Step 1. You will need to catch your herrings; I caught mine in Tesco, of course. Well, the sea was a little stormy this week, and I don’t have a boat.
Step 2. Off with their heads, which will get used to make fish stock when I next need some. In the meantime, they live in the big freezer, along with the mackerel heads from an earlier episode of this journal.
I‘ve given up numbering the steps, as it was far too much faffing about. As I was gutting the herrings, I was pleased to find they were nicely full of roes, which I saved in the freezer, to be used in somthing tasty when I think what it will be. Perhaps I will smoke them lightly and put them in a taramasalata. That’s the only word with six As in it that I know, by the way.

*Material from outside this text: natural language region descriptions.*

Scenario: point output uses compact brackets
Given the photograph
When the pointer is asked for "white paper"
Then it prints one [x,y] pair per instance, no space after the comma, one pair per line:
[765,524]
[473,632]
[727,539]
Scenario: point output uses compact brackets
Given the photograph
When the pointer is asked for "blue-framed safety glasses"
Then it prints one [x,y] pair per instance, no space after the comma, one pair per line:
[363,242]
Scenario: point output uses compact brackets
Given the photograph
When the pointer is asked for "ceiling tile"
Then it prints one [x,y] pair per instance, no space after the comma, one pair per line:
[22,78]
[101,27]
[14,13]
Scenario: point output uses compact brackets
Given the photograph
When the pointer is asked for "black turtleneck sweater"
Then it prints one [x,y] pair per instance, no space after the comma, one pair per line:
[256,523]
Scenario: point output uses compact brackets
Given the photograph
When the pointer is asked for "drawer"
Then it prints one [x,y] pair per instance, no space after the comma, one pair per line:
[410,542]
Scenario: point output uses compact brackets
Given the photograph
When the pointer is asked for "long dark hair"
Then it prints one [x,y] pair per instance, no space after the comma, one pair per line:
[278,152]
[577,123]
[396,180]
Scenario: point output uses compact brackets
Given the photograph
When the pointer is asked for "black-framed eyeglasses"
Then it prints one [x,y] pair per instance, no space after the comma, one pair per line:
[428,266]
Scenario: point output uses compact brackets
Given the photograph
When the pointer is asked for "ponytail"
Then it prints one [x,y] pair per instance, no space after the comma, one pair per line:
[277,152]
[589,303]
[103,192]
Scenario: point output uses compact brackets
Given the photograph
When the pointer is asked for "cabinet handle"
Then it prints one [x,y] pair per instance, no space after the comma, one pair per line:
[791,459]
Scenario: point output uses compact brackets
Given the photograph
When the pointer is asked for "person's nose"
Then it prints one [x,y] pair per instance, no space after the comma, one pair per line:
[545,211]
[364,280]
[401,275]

Cutting along one side of the spine, almost all the way to the top of the fish, enabled me to open them out into the normal kipper shape. I’m going to have to remove the bones from any I try to serve to Mrs Walrus, of course, but these are not shop-style filleted kippers. I was going to leave the tails on, but it made them harder to fit on the racks. In big smoke houses, they use the tails to hang the herrings up for kippering, I believe. Having had fish fall down onto the smoking wood in a previous adventure, I did these beauties on racks. The racks are suspended on hooks made from 2mm galvanized wire, quickly bent with a pair of pliers. At some point, I will make something that doesn’t have to hang over the edge of the smoking bin, as that lets quite a lot of smoke out.
I‘m not sure if you can see it very well in this shot, but smoke is escaping. This time, the wood was a blend of cherry, beech, and alder. I thought maybe the oak I used last time might be a bit too strong. Twenty minutes seemed like a suitable length of time to smoke for, and indeed, the wood ran out of smoke at about that point anyway.
Here we have kippers! They don’t look raw, and are waiting in the fridge for a suitable breakfast at which to serve them. I’ve been trying to remember how we used to heat them up for serving when I was young. I’m fairly sure a frying pan was involved, but then again, the microwave does a good job of warming smoked mackerel, so I might just use that.